For a while now, that something had been Caitlyn.
You watched her talk about the enforcer, watched the way her lips curled into a grin, the way her voice softened when she said her name. It made your stomach twist, made your hands clench at your sides. Because it wasn’t fair. Because it should have been you. It had always been you.
Through the blood, the bruises, the wreckage of everything she’d lost—you were there. You were the one picking her up, the one fighting at her side, the one who stayed. Not Caitlyn. Not some polished, perfect enforcer who didn’t understand what it was like to crawl through the dirt and fight for every inch of survival.

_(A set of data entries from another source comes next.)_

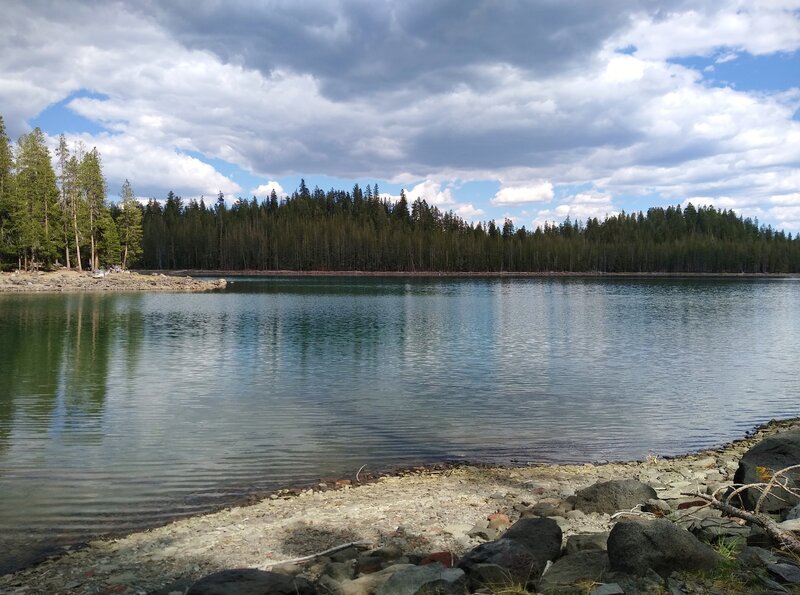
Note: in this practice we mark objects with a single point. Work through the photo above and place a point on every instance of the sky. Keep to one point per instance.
(532, 110)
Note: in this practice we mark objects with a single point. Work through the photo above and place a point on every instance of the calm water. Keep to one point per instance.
(121, 411)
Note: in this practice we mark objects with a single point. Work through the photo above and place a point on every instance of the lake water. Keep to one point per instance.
(123, 411)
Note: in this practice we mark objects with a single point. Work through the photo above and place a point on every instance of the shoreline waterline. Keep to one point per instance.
(466, 274)
(346, 503)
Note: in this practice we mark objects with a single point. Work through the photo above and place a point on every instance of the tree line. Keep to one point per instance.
(60, 216)
(51, 216)
(361, 230)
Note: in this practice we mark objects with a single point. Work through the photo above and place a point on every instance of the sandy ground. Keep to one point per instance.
(74, 281)
(421, 511)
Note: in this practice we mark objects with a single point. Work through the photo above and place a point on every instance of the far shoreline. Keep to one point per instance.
(463, 274)
(272, 509)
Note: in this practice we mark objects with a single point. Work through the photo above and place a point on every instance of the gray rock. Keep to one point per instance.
(488, 576)
(612, 496)
(648, 584)
(345, 554)
(607, 589)
(517, 563)
(656, 506)
(368, 584)
(432, 579)
(711, 529)
(328, 585)
(771, 454)
(787, 572)
(756, 556)
(568, 570)
(636, 546)
(387, 552)
(586, 541)
(541, 536)
(790, 525)
(340, 571)
(250, 581)
(481, 530)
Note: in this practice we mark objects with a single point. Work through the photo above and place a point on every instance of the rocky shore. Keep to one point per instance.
(616, 528)
(65, 281)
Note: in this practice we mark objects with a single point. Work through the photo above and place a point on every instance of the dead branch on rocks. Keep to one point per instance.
(780, 479)
(333, 550)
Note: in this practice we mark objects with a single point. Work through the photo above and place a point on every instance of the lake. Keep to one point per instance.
(123, 411)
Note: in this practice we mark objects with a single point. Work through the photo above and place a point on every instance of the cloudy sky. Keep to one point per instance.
(535, 110)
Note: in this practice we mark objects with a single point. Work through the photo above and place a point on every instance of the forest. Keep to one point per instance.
(60, 216)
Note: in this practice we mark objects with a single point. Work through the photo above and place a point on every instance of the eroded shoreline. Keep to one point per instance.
(71, 281)
(421, 510)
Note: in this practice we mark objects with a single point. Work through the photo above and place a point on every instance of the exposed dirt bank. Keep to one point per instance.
(421, 511)
(74, 281)
(476, 274)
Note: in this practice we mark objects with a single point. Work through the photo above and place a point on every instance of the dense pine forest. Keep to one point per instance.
(61, 217)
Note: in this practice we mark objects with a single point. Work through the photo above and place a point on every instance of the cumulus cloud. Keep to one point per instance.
(432, 193)
(265, 190)
(533, 95)
(579, 207)
(518, 195)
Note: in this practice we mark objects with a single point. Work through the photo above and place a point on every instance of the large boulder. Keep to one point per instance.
(522, 553)
(612, 496)
(759, 464)
(431, 579)
(541, 536)
(638, 546)
(562, 576)
(501, 562)
(251, 581)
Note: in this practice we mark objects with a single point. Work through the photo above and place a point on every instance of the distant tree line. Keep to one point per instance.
(60, 216)
(361, 230)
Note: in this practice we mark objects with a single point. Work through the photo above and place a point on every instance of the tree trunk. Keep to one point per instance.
(77, 243)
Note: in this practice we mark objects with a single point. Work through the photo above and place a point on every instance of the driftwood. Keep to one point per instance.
(779, 479)
(332, 550)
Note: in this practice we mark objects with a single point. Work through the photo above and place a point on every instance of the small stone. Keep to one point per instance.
(790, 525)
(446, 559)
(499, 524)
(786, 572)
(586, 541)
(705, 462)
(608, 589)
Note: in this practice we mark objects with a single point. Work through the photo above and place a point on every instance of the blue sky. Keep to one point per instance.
(533, 111)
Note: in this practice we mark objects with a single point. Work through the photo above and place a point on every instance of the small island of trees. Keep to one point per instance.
(60, 216)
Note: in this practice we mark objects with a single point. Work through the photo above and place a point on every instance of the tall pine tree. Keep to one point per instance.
(129, 223)
(34, 211)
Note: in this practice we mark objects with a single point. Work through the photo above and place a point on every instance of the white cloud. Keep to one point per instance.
(755, 27)
(264, 190)
(530, 193)
(581, 113)
(432, 193)
(469, 212)
(580, 207)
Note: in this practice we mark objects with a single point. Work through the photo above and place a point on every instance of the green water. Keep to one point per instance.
(122, 411)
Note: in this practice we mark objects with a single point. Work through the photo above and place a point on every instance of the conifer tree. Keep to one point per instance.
(34, 211)
(129, 223)
(93, 191)
(6, 188)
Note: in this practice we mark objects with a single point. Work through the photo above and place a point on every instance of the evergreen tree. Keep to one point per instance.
(6, 189)
(34, 210)
(129, 223)
(93, 190)
(108, 243)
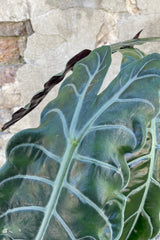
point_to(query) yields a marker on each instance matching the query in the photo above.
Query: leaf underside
(67, 178)
(142, 210)
(38, 97)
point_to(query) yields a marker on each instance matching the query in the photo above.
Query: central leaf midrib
(65, 164)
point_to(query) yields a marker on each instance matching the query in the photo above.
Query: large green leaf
(64, 179)
(143, 191)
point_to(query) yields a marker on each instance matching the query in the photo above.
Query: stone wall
(37, 37)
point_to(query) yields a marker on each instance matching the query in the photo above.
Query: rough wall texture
(38, 37)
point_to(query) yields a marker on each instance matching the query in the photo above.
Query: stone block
(10, 96)
(71, 24)
(74, 4)
(129, 25)
(9, 50)
(8, 73)
(9, 29)
(14, 10)
(108, 32)
(148, 6)
(114, 6)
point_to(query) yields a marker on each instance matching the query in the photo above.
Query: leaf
(38, 97)
(143, 191)
(64, 179)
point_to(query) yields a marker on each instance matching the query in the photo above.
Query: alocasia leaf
(64, 179)
(143, 191)
(38, 97)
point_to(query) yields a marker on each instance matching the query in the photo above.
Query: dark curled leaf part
(37, 98)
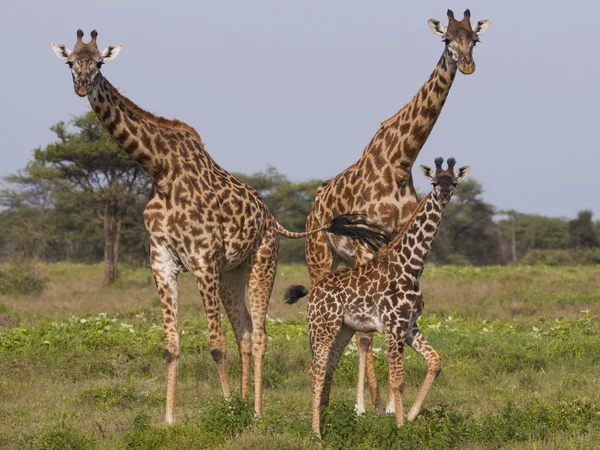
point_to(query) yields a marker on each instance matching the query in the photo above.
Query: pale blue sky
(303, 85)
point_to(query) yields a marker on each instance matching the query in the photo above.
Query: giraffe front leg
(321, 345)
(233, 290)
(372, 378)
(395, 350)
(362, 343)
(165, 272)
(207, 279)
(342, 338)
(434, 366)
(366, 365)
(260, 287)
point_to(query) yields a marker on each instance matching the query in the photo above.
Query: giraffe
(382, 294)
(380, 183)
(200, 219)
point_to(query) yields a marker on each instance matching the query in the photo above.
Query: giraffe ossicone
(200, 218)
(382, 295)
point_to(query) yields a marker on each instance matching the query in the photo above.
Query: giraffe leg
(207, 279)
(361, 343)
(434, 366)
(165, 272)
(322, 341)
(341, 340)
(260, 286)
(233, 290)
(395, 348)
(391, 403)
(366, 364)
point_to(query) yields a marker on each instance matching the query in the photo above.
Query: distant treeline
(81, 199)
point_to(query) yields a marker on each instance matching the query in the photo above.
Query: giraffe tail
(351, 225)
(294, 293)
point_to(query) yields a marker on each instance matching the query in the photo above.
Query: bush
(62, 436)
(21, 279)
(555, 257)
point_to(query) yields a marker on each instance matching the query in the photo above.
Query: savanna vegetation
(82, 366)
(81, 199)
(512, 306)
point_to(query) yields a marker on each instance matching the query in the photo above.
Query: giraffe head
(444, 181)
(460, 38)
(85, 61)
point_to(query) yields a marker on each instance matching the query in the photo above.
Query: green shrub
(21, 279)
(62, 436)
(227, 418)
(556, 257)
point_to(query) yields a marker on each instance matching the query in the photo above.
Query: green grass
(82, 366)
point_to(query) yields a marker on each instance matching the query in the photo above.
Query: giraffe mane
(407, 225)
(163, 122)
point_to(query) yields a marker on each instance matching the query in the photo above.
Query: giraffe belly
(367, 323)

And Vi? She never even noticed.
Or maybe she did. Maybe she just refused to see it.
But tonight, something was different.
She was quiet, her usual fire dulled, those sharp blue eyes flicking toward you and then away again, like she was trying to figure something out. Vi was never one to hesitate, never one to falter. But now she was. Her fingers flexed at her sides, the calloused skin of her knuckles cracking under the pressure. She looked at you, then away, then back again—like she was seeing you for the first time and didn’t know what the hell to do with it.
“I’ve been stupid, huh?” she muttered, voice low and rough, “No—worse than stupid. Blind. Fucking clueless.”
Her sharp features twisted into something frustrated, something regretful. “I’ve spent so much time looking in the wrong direction. And you… You were always right here.” Her fists clenched, and for a second, she looked like she was about to punch something—maybe herself. “I don’t know how to fix that,” she admitted, voice quieter now. “I don’t know if I even can.”
Vi swallowed hard, her eyes burning into yours. “But I want to try. If you’ll let me.”